「寅さん」から「相棒」まで、長寿シリーズの条件 

「長寿シリーズ」になるドラマや映画の特徴は?(写真:キャプテンフック / PIXTA)

先日最終話が放送された『相棒season 19』(テレビ朝日系)。視聴率も安定して高く、いまやドラマ史に残る長寿シリーズとなった。そしてもちろんほかにも、ドラマや映画の世界では国民的人気を博し、長寿シリーズとなった作品がこれまで数多くある。では、長寿シリーズになる条件とは何なのだろうか? いくつか具体例をもとに、考えてみたい。

長寿シリーズの代表格、「寅さん」シリーズ

長寿シリーズと聞いて、真っ先に「寅さん」シリーズ、映画『男はつらいよ』を思い出す人はきっと多いだろう。

実は『男はつらいよ』には、映画版の前にフジテレビで放送されたテレビドラマ版があった。このドラマ版で、最後、渥美清演じる寅さんはハブに噛まれて死んでしまう。ところが、この結末に視聴者から抗議の声が殺到し、その人気にも後押しされて映画化されることになった。

そして1969年に、山田洋次監督による映画第1作が公開。鳴り物入りというわけではなかったが、予想以上のヒットを記録する。それから人気もさらに右肩上がりとなり、お盆と正月恒例の映画としてシリーズ化された。現在まで、特別編なども入れると計50作が制作されている。

長寿シリーズになった理由としては、何といっても主人公の魅力がある。寅さんこと車寅次郎は、テキ屋稼業で全国各地を転々とする風来坊。人情に厚く困った人を見ると放っておけない。
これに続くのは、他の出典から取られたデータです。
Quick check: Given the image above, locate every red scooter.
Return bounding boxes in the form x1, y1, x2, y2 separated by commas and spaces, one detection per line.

また行く先々で出会った女性に一目ぼれするが、いつも失恋してしまう。そんな愛すべきキャラクターを渥美清が絶妙に演じ、「寅さん」は国民的人気者になった。架空の人物でありながら、どこかに実在するかのような親近感を私たちは抱くようになった。

風来坊という寅さんの設定は、ご当地ものの魅力にもつながっている。『男はつらいよ』では毎回物語の舞台が変わる。最終的に、44都道府県が撮影地になった。地元の人たちは、見慣れた風景や名所のなかに寅さんやマドンナがいるのを見て、いっそう親しみを感じたことだろう。また地元以外の人たちにとっては、ちょっとした観光気分を味わえる。

同じく長寿シリーズとなった映画『釣りバカ日誌』(1988年第1作公開)やドラマ『水戸黄門』(TBSテレビ系、1969年放送開始)もそうであるように、こうしたご当地感覚も長寿シリーズになった要因だろう。

そして、ホームドラマとしての安定感も大きい。どこにでもありそうな家庭の出来事を涙あり笑いありで描くホームドラマは、観客や視聴者にとって共感しやすい。ドラマにおいても、驚異的な視聴率をあげた『ありがとう』(TBSテレビ系、1970年放送開始)、つい先日亡くなった橋田寿賀子脚本による『渡る世間は鬼ばかり』(TBSテレビ系、1990年放送開始)など、ホームドラマには長寿シリーズ化するものも少なくない。

『男はつらいよ』の場合は、倍賞千恵子演じる妹のさくら、そして葛飾柴又の帝釈天で団子屋を営むおいちゃん家族らと寅さんのやり取りに、いつも変わらない安心感、マンネリならではのよさがあった。

刑事ドラマが長寿化する理由

ただ一方で、安心感だけでなく、ハラハラドキドキさせてくれるのも、長寿シリーズ化の理由になりうる。

「私、失敗しないので」の決めゼリフで有名な米倉涼子主演『ドクターX~外科医・大門未知子~』(テレビ朝日系、2012年放送開始)のような医療ドラマシリーズにもそういう面があるが、もう1つその点でぴったりなのが、刑事ドラマである。刑事ドラマには当然事件が付き物で、そこに謎解きの要素が生まれるからだ。また1話完結スタイルの作品も多く、毎回違う事件が起きることで、新鮮さも保たれる。